General Information:

Home
Pipeline Overview
Pipeline Details
User's Guide
Downloads

Related Things:

NlaIII_vs_DpnII_Release_2.xls

Some Links:

Ensembl Databases
Gramene Databases

Solexa Google Group
Genographia
SeqAnswers

Ensembl Pipeline - Operations Overview


Glossary

Important terms which will be used throughout the document:

"The Database"  The Ensembl database used by the pipeline.
Tag The 16- or 17-bp sequence read by the Illumina GA, and originally cut adjacent to a CATG or GATC. Depending on the context, "tag" may refer to the sequence with or without the restriction site (which would increase tag length to 20 or 21bp, respectively)
Site The actual 20- or 21-bp tag footprint, including the CATG or GATC.
Class A number from 1-27, assigned to each tag based on several factors.
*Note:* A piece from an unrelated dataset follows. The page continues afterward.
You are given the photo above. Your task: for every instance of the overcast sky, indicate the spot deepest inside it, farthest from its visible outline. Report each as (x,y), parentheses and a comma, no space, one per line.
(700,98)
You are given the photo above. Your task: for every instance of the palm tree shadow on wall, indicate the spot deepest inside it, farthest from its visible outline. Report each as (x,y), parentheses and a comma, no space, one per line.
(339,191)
Underpins the assignment of tags to tag tables and expedites annotation, but is not especially useful for postprocessing. More detail below.
Canonical Tags which would normally arise from the known transcriptome (exons, splice junctions).
Noncanonical Tags which would not normally arise from the known transcriptome (introns, exon-intron or exon-intergenic overlaps).
Genic Tags where, for various reasons, the canonical/noncanonical status cannot be distinguished (but still, it comes from a gene).
Intergenic Tags which do not overlap any annotated gene, including Ensembl's "blessed" predictions.
Ambiguous Tags which come from areas of SAME-STRAND gene overlap (which gene generated the tag?).
Silent Repeat Tags which come from multiple sites, but all within the same gene (can be assigned to one gene).
Repeat Tags which come from multiple sites, NOT all within the same gene (cannot be assigned to one gene).


3 Steps

Once the database has been installed, the process occurs in 3 steps:
  1. Tag Table Generation (Pipeline "Step 1")
  2. Alignment
  3. Alignment Interpretation (Pipeline "Step 2")
Optionally, some postprocessing may be desired, depending on what the reads were generated for.
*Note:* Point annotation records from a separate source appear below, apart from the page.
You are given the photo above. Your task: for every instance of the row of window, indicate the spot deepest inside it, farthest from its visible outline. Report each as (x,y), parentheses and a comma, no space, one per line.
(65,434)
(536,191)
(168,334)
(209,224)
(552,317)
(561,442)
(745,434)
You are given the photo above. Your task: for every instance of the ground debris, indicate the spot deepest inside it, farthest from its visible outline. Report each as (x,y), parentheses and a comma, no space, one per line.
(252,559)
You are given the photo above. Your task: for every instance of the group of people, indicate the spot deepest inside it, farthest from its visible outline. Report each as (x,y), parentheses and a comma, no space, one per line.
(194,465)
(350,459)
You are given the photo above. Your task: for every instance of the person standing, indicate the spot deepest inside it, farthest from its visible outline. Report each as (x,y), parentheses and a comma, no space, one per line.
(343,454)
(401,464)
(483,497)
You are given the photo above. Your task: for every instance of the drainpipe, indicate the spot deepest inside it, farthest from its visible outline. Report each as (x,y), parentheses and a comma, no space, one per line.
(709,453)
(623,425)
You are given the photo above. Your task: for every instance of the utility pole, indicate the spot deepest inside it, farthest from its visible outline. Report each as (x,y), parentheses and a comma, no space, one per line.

Step 1: Tag Table Generation

The Nutshell

  1. The Ensembl database is downloaded and installed. A minimal installation can be used if desired (see Details).
  2. The generator script is edited to reflect user's database connection settings, and a few other things.
  3. The generator script is run, producing tag tables, reports, and new mysql tables.
  4. Reports are reviewed to ensure all is in order.
  5. New mysql tables are uploaded to the database. If no further table sets will be produced, the original tables can now be dropped (but the database cannot be renamed).
  6. Tag tables are used for alignment.
For editing instructions and runtime parameters, see the User's Guide.

PLEASE NOTE: Processing may require a significant amount of RAM.  Memory usage is roughly 10GB per gigabase, plus overhead, so expect a 3 gigabase genome to absorb ~33GB of RAM during processing. A 1 gigabase genome will take ~16GB.


The Tag Tables

Step 1 will generate up to 10 tag tables. Six are "general" tag tables, based on tag class. Definitions are given in the glossary above.
  • Canonical
  • Noncanonical
  • Genic
  • Intergenic
  • Ambiguous
  • Repeat
Another four are "specific", reserved for specific transcriptional loci, and contain unique tags of any class -- i.e. canonicals, noncanonicals, and genics get pooled together.
  • Mitochondrial
  • Chloroplast
  • Ribosomal
  • ncRNA
For the specific tables, precedence is in decreasing order (mitochondrial takes precedence over chloroplast, chloroplast takes precedence over ribosomal, and ribosomal takes precedence over ncRNA).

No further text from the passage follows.